KPF’s Tokyo Garden Terrace opened last week in Kioicho, a neighborhood in the southern district of the Chiyoda ward of Tokyo. Seibu Properties is the developer for the project, with KPF serving as Design Architect and Nikken Sekkei serving as Executive Architect.
The new development is composed of two towers as well as the historical preservation of the 1930 imperial home of Yi Un, the last crown prince of Korea. The site is also home to the Benkei Moat and Shimizudani Park, historical features that date back to the 17th century, and was previously occupied by a hotel designed by Japanese modernist architect Kenzo Tange, an influential member of the Metabolism architecture movement of the 1960s.

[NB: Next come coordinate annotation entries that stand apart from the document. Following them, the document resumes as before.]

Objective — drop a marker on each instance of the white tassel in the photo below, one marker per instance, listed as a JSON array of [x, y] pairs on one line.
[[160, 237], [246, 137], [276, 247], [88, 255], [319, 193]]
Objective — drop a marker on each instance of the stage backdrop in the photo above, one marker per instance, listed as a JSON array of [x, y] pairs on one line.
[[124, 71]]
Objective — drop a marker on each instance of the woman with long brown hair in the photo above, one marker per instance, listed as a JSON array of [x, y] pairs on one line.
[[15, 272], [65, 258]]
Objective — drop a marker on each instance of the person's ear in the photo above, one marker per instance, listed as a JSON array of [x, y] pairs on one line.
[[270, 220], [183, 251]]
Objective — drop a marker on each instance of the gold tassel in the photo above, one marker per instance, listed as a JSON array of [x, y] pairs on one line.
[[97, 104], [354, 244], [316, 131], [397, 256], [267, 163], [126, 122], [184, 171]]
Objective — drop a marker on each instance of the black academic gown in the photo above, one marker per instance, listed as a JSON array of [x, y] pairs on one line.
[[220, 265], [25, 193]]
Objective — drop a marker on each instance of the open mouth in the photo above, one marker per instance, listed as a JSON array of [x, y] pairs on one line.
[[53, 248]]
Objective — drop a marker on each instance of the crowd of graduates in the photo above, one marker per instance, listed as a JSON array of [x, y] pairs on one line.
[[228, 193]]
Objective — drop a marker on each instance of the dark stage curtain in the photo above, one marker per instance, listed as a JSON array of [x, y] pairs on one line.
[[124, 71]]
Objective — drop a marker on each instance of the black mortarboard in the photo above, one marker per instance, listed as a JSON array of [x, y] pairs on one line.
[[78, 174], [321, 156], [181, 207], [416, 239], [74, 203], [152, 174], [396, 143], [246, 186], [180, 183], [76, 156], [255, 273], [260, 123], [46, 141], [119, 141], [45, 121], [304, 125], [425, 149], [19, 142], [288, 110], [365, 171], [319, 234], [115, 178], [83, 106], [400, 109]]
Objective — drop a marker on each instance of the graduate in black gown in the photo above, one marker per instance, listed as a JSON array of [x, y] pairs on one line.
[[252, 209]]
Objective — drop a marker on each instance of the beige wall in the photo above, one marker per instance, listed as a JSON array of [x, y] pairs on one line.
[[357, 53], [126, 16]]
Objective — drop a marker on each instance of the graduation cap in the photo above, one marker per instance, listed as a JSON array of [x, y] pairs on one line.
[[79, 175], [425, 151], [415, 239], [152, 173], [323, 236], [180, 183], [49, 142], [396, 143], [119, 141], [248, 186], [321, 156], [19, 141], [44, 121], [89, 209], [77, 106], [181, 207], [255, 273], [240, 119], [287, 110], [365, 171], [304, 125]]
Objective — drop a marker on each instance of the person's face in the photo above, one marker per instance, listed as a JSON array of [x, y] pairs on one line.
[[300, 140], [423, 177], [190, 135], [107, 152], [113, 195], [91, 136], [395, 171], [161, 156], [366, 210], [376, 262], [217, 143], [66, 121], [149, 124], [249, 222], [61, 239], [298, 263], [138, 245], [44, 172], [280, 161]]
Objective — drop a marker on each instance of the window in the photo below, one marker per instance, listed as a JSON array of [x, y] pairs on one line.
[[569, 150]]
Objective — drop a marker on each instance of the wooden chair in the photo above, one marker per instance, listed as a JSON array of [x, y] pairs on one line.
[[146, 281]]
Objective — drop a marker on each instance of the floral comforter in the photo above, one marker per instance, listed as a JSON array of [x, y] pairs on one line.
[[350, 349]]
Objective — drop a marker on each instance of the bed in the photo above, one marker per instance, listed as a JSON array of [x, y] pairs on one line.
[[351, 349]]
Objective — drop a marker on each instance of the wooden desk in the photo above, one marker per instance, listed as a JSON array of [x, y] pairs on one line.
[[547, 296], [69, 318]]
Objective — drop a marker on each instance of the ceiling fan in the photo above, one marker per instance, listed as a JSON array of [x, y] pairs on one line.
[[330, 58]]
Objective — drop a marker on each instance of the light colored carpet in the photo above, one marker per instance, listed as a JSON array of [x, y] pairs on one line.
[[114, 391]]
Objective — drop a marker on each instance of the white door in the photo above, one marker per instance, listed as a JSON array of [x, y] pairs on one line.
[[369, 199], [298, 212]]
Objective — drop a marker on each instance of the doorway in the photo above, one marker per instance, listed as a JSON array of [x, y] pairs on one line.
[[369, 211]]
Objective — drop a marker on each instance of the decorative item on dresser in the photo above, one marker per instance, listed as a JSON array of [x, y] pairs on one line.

The two towers of Tokyo Garden Terrace adopt the rectangular massing native to Kioicho’s skyline, as well as vertical and horizontal striations that pay homage to Tange’s vernacular. The 36-story “Kioi Tower,” a mixed-use tower, has 5 floors of retail at the base, 23 floors of office space, and is crowned by The Prince Gallery Tokyo Kioicho, a 250-key hotel occupying the top 7 floors. Yahoo! Japan, the anchor tenant, will occupy 20 of the 23 office floors. The façade, a chevron curtain wall with aluminum rectangular frames, defines the composition of retail, office, and hospitality. The stacking volumes of the mixed-use tower reflect the traditional Japanese Jubako, as well as Tange’s advocacy of Metabolism.
The adjacent 21-story “Kioi Residence” utilizes a bronze metal panel façade to express warmth. Through careful articulation and the use of setbacks, the two towers are deferential to their surrounding context while maintaining their own distinct character.
At the podium of the “Kioi Tower,” a stone façade integrates the new construction into the natural landscape. Connections to five subway lines at Nagatacho Station and Akasaka-Mitsuke Station situate Tokyo Garden Terrace as a convenient destination for visitors and tenants.